Differential privacy basics: Universe \mathcal{X} and database $x$

Question

The "Algorithmic Foundations of Differential Privacy" book (DOI: 10.1561/0400000042) introduces formally the "universe" and "database" on page 17 roughly as:

• $\mathcal{X}$ is a universe
• databases $x$ are collections of records from the universe
• For convenience, we use histogram of types from the universe $\mathcal{X}$ to represent $x$, such that: $x \in \mathbb{N}^{|\mathcal{X}|}$ where each entry $x_i$ represents the number of elements in the database $x$ of type $i \in \mathcal{X}$

If you take the example from Wikipedia

• The universe $\mathcal{X}$ is a set $\{0, 1\}$?
• The database $x$ is
  • a vector [3, 3] (assuming the universe is ordered)?
  • or a map {0:3, 1:3}?

My two questions are:

• Is my understanding correct?
• Why is it "convenient" to do so?
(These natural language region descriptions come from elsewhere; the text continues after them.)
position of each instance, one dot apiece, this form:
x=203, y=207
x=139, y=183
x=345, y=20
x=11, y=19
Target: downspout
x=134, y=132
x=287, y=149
What would be the non-convenient alternatives?

Answer 1

I am a little late. Your understanding seems correct. $\mathcal{X}=Names \times \{0,1\}$ Where $Names$ are all the possible names that could exist and $x \in \mathbb{N}^{2}$ (Because of $|\mathcal{X}|=2$).

Then you can choose one column and select the histogram of the type you want. Then you can express $x=(x_0,x_1)=(3,3)$ or $x=(x_{ross},...,x_{Rachel})=(1,..,1)$. A you see the first one is more convenient.